28/05/2023
Das "sinnbefreite Wattebauschprinzip"
Wir werden systematisch abgestumpft. Gerade wir, die als kleine Kinder mit dem Reiten begonnen haben, sind irgendwann mit der These konfrontiert worden, dass man sich gegen Pferde durchzusetzen habe. Und dass das nur mit Gewalt geht. Ein Klaps hier, ein Gertenhieb da. Gewaltfreie Erziehung ist was für Märchenbücher und Wendyhefte.
Wer das kritisiert, ist ratzfatz im Team Wattebausch-Werfer. Und das wird natürlich als weltfremd belächelt.
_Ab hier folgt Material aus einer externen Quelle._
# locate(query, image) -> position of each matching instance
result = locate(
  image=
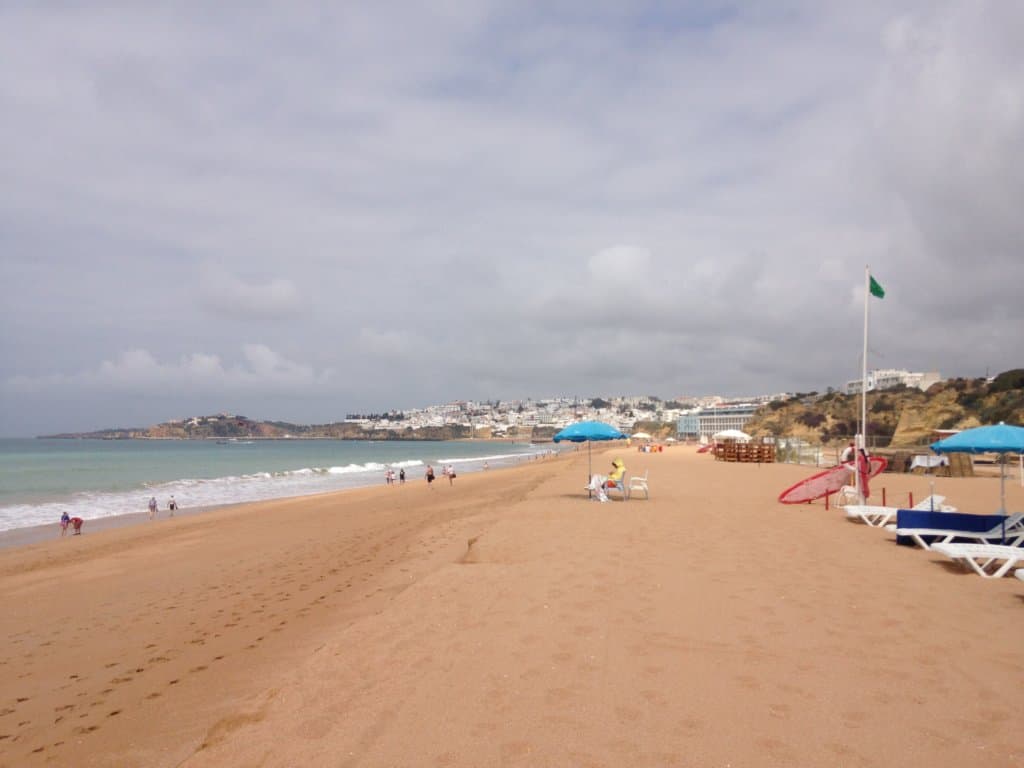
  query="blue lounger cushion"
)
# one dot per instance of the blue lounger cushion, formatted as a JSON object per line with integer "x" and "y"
{"x": 909, "y": 518}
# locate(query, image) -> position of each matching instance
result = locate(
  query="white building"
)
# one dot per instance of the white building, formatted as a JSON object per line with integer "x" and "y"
{"x": 706, "y": 422}
{"x": 889, "y": 378}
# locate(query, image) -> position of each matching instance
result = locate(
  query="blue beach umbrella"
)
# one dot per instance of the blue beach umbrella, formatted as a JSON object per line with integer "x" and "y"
{"x": 588, "y": 431}
{"x": 996, "y": 438}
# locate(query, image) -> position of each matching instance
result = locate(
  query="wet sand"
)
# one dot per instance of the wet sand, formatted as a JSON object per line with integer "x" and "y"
{"x": 506, "y": 620}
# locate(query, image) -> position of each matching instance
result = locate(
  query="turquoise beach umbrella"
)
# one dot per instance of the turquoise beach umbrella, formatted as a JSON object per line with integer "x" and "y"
{"x": 588, "y": 431}
{"x": 996, "y": 438}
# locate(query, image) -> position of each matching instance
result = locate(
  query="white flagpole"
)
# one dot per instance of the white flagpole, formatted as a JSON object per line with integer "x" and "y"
{"x": 863, "y": 388}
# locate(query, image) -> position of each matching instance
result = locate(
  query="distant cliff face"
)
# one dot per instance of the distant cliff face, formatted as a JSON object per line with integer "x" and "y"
{"x": 902, "y": 417}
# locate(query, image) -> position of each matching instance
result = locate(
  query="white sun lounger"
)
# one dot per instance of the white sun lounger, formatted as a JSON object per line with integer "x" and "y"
{"x": 1011, "y": 532}
{"x": 879, "y": 516}
{"x": 983, "y": 558}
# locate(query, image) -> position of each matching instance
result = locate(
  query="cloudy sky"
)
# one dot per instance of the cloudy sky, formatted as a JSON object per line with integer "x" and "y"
{"x": 298, "y": 211}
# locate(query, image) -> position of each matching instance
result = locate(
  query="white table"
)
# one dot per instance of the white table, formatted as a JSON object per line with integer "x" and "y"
{"x": 929, "y": 462}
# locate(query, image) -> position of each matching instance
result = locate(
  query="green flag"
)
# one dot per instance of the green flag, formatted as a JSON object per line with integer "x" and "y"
{"x": 877, "y": 289}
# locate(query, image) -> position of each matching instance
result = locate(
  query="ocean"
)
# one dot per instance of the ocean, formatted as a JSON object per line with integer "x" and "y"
{"x": 41, "y": 478}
Ich bekenne mich hier dazu, dass mir das "Wattebauschprinzip" ganz recht ist.
Ja, obwohl oder viel mehr WEIL ich viel mit Jungpferden und Korrekturpferden arbeite und gearbeitet habe.
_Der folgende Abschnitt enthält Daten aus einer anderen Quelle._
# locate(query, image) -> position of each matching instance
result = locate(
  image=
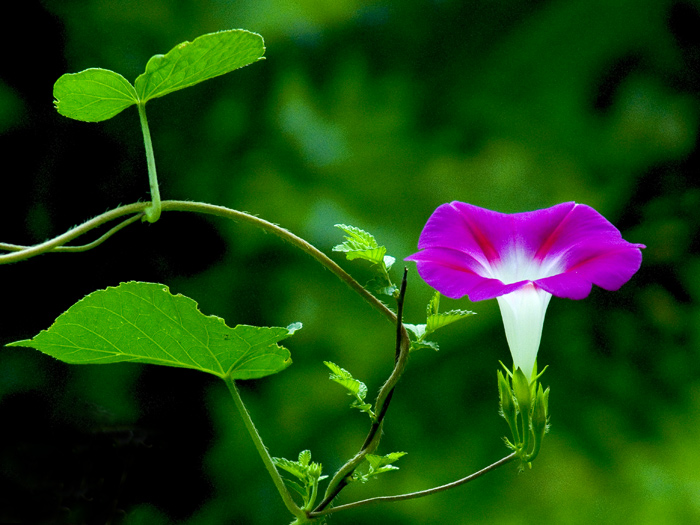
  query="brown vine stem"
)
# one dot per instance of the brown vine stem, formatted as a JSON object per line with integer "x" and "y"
{"x": 138, "y": 210}
{"x": 419, "y": 494}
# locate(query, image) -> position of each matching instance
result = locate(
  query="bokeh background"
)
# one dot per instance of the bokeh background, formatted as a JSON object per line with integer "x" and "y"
{"x": 370, "y": 113}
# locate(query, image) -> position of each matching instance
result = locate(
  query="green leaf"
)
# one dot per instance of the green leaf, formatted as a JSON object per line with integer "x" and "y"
{"x": 295, "y": 468}
{"x": 305, "y": 457}
{"x": 343, "y": 377}
{"x": 377, "y": 462}
{"x": 144, "y": 323}
{"x": 360, "y": 245}
{"x": 356, "y": 388}
{"x": 93, "y": 95}
{"x": 206, "y": 57}
{"x": 437, "y": 321}
{"x": 378, "y": 465}
{"x": 416, "y": 329}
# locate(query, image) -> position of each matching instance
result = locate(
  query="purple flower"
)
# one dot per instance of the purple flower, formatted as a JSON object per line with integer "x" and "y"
{"x": 523, "y": 259}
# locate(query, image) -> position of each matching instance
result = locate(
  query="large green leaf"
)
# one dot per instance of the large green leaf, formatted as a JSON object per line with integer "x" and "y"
{"x": 144, "y": 323}
{"x": 93, "y": 95}
{"x": 205, "y": 57}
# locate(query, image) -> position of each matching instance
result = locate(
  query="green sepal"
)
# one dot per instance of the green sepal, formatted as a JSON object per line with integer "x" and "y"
{"x": 507, "y": 406}
{"x": 521, "y": 389}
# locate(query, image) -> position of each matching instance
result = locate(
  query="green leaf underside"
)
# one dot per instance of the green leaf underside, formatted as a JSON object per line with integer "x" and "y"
{"x": 93, "y": 95}
{"x": 206, "y": 57}
{"x": 144, "y": 323}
Selbstverteidigung (damit das Pferd einen nicht zB umrennt) ist eigentlich nie nötig.
AUßER:
- wenn Pferde sehr gestresst sind und "kopflos" werden (oft chronischer Stress, durch Schlafmangel, ungute Herdenkonstellation etc.)
- Schmerzen haben (auch dezente chronische Schmerzen, die nicht erkannt und als Dominanz interpretiert werden)
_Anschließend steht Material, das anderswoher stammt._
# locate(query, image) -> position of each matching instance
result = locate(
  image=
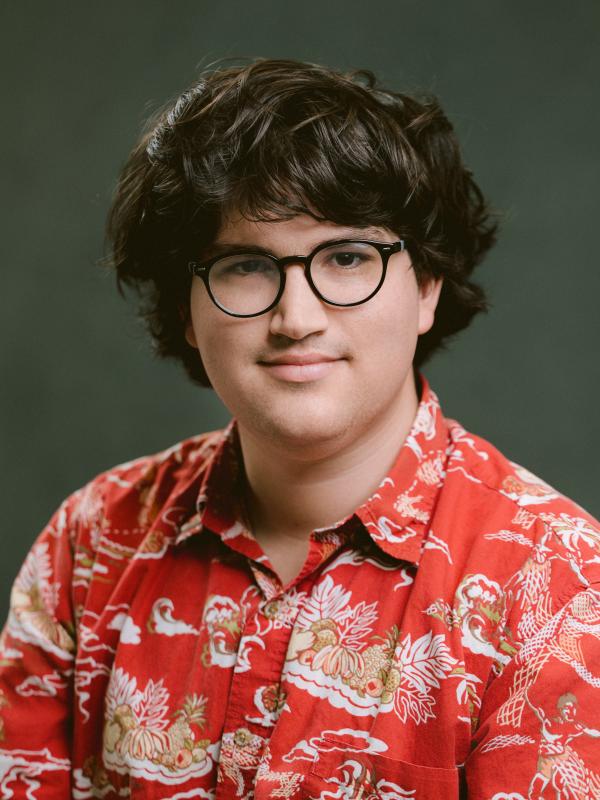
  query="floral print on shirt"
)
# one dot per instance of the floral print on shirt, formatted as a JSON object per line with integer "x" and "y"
{"x": 441, "y": 641}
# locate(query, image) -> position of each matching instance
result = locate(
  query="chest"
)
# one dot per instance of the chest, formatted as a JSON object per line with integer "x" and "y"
{"x": 193, "y": 677}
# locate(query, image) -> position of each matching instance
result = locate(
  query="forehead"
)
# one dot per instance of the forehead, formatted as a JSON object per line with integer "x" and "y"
{"x": 303, "y": 229}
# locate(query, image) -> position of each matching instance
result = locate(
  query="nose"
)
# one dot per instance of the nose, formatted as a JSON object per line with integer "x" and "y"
{"x": 299, "y": 312}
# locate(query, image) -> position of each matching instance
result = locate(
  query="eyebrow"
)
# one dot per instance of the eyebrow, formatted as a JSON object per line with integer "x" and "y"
{"x": 222, "y": 248}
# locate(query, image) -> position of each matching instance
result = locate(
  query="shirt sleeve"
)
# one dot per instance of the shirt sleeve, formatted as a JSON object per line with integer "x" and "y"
{"x": 37, "y": 651}
{"x": 540, "y": 728}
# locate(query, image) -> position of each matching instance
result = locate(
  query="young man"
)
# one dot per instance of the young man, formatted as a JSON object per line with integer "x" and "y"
{"x": 342, "y": 594}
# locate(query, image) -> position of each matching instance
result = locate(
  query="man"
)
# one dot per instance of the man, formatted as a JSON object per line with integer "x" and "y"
{"x": 342, "y": 594}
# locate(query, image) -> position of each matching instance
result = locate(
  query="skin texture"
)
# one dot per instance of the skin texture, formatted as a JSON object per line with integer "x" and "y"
{"x": 313, "y": 450}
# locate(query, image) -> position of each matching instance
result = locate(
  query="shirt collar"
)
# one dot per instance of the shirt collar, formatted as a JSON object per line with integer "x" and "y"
{"x": 396, "y": 516}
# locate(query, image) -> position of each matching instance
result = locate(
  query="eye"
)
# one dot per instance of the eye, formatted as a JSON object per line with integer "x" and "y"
{"x": 242, "y": 266}
{"x": 347, "y": 259}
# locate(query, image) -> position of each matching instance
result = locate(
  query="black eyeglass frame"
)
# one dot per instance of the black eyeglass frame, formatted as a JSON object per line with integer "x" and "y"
{"x": 385, "y": 249}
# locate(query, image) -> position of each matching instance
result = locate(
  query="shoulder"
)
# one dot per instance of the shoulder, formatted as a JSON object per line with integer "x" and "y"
{"x": 502, "y": 482}
{"x": 126, "y": 499}
{"x": 502, "y": 521}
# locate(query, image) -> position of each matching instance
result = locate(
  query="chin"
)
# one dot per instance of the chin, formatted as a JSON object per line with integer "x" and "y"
{"x": 300, "y": 425}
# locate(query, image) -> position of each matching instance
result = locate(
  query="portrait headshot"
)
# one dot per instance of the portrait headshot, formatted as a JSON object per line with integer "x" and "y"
{"x": 301, "y": 428}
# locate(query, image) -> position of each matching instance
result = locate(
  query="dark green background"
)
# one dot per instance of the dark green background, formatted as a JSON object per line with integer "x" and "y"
{"x": 81, "y": 390}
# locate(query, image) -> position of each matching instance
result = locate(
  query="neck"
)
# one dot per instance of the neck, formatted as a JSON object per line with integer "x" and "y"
{"x": 290, "y": 494}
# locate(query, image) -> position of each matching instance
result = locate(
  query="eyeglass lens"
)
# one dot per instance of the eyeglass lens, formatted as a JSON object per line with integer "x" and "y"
{"x": 343, "y": 273}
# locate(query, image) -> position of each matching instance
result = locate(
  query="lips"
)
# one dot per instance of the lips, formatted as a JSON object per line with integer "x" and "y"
{"x": 301, "y": 368}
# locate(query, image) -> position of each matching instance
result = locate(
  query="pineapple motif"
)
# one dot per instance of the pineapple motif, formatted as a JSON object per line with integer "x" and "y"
{"x": 129, "y": 734}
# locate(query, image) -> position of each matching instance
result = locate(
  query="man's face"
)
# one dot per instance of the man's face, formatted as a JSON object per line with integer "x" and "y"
{"x": 368, "y": 348}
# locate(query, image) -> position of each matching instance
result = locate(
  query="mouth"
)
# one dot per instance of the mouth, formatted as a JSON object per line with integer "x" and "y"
{"x": 301, "y": 369}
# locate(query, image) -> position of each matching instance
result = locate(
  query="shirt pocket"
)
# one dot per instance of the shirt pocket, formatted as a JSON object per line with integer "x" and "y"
{"x": 360, "y": 775}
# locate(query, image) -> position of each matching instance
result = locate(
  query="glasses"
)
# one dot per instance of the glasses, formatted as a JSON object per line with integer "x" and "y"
{"x": 344, "y": 273}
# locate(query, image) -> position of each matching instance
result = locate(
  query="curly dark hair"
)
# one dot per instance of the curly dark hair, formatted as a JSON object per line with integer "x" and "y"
{"x": 276, "y": 138}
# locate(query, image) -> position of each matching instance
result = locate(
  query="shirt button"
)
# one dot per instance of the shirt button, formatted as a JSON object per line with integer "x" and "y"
{"x": 271, "y": 609}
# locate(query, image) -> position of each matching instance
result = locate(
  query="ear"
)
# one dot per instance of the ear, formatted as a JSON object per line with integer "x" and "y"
{"x": 186, "y": 318}
{"x": 429, "y": 294}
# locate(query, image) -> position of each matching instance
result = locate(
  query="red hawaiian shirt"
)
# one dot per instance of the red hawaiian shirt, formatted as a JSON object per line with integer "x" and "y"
{"x": 441, "y": 641}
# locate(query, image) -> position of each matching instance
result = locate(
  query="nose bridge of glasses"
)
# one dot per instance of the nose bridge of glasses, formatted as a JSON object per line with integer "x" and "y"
{"x": 287, "y": 260}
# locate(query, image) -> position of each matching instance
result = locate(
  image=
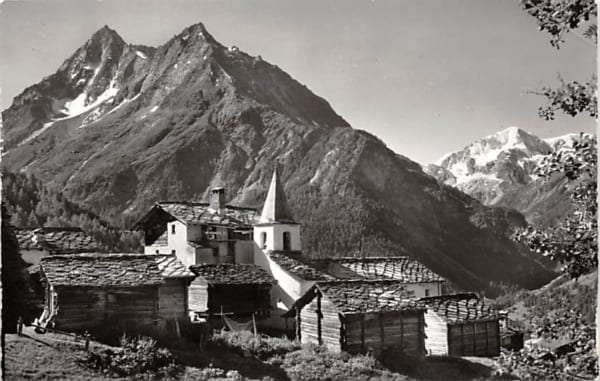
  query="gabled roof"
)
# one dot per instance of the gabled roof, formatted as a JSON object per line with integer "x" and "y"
{"x": 162, "y": 240}
{"x": 232, "y": 274}
{"x": 295, "y": 263}
{"x": 171, "y": 267}
{"x": 460, "y": 308}
{"x": 405, "y": 269}
{"x": 362, "y": 296}
{"x": 201, "y": 213}
{"x": 96, "y": 270}
{"x": 60, "y": 240}
{"x": 275, "y": 209}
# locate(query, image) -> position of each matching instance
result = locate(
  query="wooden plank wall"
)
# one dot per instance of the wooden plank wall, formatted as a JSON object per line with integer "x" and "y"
{"x": 329, "y": 326}
{"x": 172, "y": 297}
{"x": 239, "y": 298}
{"x": 474, "y": 339}
{"x": 81, "y": 308}
{"x": 233, "y": 298}
{"x": 198, "y": 295}
{"x": 376, "y": 332}
{"x": 436, "y": 334}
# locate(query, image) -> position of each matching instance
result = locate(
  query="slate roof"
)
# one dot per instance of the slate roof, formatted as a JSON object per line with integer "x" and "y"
{"x": 405, "y": 269}
{"x": 162, "y": 240}
{"x": 234, "y": 274}
{"x": 59, "y": 240}
{"x": 460, "y": 308}
{"x": 276, "y": 209}
{"x": 171, "y": 267}
{"x": 202, "y": 213}
{"x": 97, "y": 270}
{"x": 295, "y": 263}
{"x": 362, "y": 296}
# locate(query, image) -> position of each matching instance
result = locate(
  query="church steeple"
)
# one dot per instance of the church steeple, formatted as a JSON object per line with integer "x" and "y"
{"x": 276, "y": 209}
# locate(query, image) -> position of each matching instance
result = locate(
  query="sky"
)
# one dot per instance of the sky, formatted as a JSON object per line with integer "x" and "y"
{"x": 426, "y": 76}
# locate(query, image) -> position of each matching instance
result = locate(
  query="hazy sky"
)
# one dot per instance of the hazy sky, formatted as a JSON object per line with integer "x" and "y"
{"x": 426, "y": 76}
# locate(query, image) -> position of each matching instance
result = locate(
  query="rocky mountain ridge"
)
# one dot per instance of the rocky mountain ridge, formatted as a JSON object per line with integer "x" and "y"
{"x": 499, "y": 170}
{"x": 119, "y": 127}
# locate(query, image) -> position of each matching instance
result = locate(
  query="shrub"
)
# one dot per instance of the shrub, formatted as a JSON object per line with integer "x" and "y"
{"x": 136, "y": 356}
{"x": 261, "y": 346}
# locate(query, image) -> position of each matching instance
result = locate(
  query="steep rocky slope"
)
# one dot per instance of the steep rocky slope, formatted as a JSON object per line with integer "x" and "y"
{"x": 118, "y": 127}
{"x": 499, "y": 170}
- wenn man als Mensch vorherige Signale ignoriert hat oder falsch reagiert hat
- wenn man das Pferd unbewusst zum "Spielen" aufgefordert hat
- wenn man das Pferd mit unklarer Körpersprache genervt hat (sehen wir sehr sehr oft)
- wenn das Pferd - und das ist auch oft der Fall - einfach davon ausgeht, dass es sowieso grob gehändelt wird und das offensichtlich den Umgangsformen entspricht.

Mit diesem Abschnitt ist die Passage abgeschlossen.